1 Ağustos 2012
Üç yıl kadar önceydi. Ev arkadaşımla barın birine içmeye gidiyorduk. Bara girmeden bankamatiğe uğrayalım dedik. Her zamanki klişe olarak, son paralarımızla içecektik. Önümüzde -muhtemelen- seksen yaşlarında bir amca vardı. Sıra ona geldiğinde arkasını dönüp "kızım ben bilmiyorum, yardım eder misin?" dedi. Biz de ettik, hesapta hiç para yoktu. Bunu amcaya söyledik.
O yüz ifadesi bir daha aklımdan gitmedi. "Ama yatıracağını söylemişti, bir daha bakın" deyişi, paranın yatmamış olduğunu tekrar söyleyince çenesinde oluşan titreme, gözlerinin kızararak doluşu, dudaklarının aralanıp olmayan dişlerinin oluşturduğu o boşluk hiç bir zaman beynimden gitmedi. Ağzındaki boşluk, beynimde devasa bir delik açtı. O an bu olayın bende yarattığı sarsıntıyı fark edemedim. Aklım amcada kalarak içmeye gittim. Arada sırada aklıma geldi biramı içerken. İçimdeki suçluluk duygusu beni öylesine ezdi ki; şu an bile hissediyorum.
Daha sonra zaman zaman aklıma gelmeye başladı, hala da geliyor.
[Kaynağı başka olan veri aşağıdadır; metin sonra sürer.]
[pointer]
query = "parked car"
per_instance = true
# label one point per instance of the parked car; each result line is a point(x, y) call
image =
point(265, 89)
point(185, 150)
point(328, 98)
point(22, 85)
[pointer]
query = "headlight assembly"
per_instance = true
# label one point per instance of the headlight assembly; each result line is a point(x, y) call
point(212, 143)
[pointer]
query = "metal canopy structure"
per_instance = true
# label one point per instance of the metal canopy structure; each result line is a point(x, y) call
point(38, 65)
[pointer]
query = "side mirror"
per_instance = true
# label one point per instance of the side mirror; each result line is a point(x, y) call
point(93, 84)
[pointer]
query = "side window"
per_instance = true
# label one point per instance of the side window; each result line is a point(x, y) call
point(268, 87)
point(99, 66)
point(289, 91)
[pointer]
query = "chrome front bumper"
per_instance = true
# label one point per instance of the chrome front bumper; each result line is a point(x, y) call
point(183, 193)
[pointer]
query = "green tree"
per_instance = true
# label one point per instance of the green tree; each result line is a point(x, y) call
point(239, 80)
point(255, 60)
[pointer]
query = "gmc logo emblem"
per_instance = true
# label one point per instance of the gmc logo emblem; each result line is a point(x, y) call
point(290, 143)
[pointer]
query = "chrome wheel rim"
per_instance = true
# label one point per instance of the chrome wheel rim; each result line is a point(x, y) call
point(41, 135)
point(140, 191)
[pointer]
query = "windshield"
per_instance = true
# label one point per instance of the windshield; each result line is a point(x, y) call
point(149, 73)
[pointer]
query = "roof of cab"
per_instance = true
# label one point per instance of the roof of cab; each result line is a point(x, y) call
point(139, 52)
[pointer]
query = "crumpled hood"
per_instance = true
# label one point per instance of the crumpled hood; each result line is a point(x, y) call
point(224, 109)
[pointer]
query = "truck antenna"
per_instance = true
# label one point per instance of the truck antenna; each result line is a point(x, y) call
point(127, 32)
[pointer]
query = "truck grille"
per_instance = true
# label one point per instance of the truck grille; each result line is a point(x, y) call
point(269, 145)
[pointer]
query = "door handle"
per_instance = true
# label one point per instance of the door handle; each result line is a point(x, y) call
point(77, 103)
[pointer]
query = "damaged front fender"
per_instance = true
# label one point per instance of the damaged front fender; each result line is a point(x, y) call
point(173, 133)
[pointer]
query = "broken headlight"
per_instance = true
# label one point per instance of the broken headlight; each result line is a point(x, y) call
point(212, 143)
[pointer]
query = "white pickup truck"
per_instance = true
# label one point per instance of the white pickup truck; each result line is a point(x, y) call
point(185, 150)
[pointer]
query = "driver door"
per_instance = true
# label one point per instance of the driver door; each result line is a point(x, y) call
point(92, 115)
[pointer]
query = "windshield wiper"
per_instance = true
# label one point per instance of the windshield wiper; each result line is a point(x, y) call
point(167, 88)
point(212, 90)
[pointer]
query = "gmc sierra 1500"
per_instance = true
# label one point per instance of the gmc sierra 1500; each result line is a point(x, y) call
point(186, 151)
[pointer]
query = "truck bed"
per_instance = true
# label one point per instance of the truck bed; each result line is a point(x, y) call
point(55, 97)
Yüzündeki çaresizlik, saf çaresizlikti.
Öyle üzülüyorum ki, içim daralıyor. Nerede, birilerinden daha az parayla yaşamaya çalıştığı için mutsuz birilerini görsem o amca aklıma geliyor. Bazen gözlerim doluyor. Öfkeleniyorum. Adaletsizliği gözümüze soka soka yaşam şeklimiz haline getiren sisteme öfkeleniyorum, bunu hiç direnmeden işimize geldiği gibi benimsememize öfkeleniyorum, öfkelenişimin küçük burjuvanın çıkardığı tırsak sesten ileri bir halt olmayışına öfkeleniyorum.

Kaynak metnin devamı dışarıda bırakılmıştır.